Kötü değil, hasta değil, münferit değil
Üç çocuklu, bir dolu torun sahibi bu çift, çevreleri tarafından örnek gösterilenlerdendi. Ortadaki suçun şoke ediciliği, uyandırdığı tiksinti bugün belki birçok kişide bunun münferit bir vaka olduğu duygusunu yaratıyor, “bu kadarı olmaz” dedirtiyor. Tıpa tıp aynısı olmasa da, bu kadarı da oluyor. Kocası Dominique Pelicot, “hasta” bir erkek değil; onu bu suça iten şey, kaynağı bu dünyadan kopuk bir “kötülük” değil. Tüm bunların yaşandığı o küçük Fransız kasabası, kadına yönelik şiddetin sıradanlaştığı, tecavüzün bir cinsellik türü olarak görülebildiği dünyanın geri kalanına dair küçük bir model sadece; içselleştirilmiş kadın nefreti, yüceltilmiş erkeklik gösterileri üzerine kurulmuş bu düzenin en temel motifi olarak bu dava dosyasının çekirdeğini oluşturuyor.
Avignon'daki o mahkeme salonunda sanıkların son savunmaları alınıyor bu hafta, sonra karar verilecek.

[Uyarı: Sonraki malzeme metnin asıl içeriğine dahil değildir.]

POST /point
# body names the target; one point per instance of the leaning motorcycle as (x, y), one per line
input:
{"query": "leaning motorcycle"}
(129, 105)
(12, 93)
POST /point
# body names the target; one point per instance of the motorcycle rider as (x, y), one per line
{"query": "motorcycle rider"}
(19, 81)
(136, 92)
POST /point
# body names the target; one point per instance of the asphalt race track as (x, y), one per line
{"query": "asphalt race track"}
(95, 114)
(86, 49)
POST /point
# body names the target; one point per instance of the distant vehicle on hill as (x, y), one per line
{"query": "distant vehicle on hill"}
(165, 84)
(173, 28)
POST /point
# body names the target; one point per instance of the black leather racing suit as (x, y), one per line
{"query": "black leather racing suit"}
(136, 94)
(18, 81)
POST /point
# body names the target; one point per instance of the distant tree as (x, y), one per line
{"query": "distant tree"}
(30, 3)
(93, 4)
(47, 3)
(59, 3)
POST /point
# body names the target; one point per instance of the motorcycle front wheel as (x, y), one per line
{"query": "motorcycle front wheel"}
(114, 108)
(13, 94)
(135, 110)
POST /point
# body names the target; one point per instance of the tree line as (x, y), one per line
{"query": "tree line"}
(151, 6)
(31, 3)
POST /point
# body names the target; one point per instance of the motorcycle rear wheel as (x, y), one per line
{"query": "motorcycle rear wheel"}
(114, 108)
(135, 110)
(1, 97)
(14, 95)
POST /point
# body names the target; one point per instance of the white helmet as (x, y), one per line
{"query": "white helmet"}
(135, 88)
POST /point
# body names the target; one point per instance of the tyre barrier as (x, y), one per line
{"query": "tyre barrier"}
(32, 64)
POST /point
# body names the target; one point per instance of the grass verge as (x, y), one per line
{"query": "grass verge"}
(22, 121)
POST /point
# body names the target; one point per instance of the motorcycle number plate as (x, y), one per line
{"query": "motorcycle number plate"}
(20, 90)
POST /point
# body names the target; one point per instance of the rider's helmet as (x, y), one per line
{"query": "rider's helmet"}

Gisèle Pelicot, bundan sonra evlenmeden önceki soyadıyla hayatına devam edecek. Yaşadıklarının yarattığı yıkıma teslim olmayışıyla, yıkıntının ortasından dimdik ayağa kalkışıyla ve diğer kadınlara elini uzatışıyla çok uzun yıllar hatırlanacak. Tüm dünyanın gözleri önünde utanç hakikaten yer değiştirdi.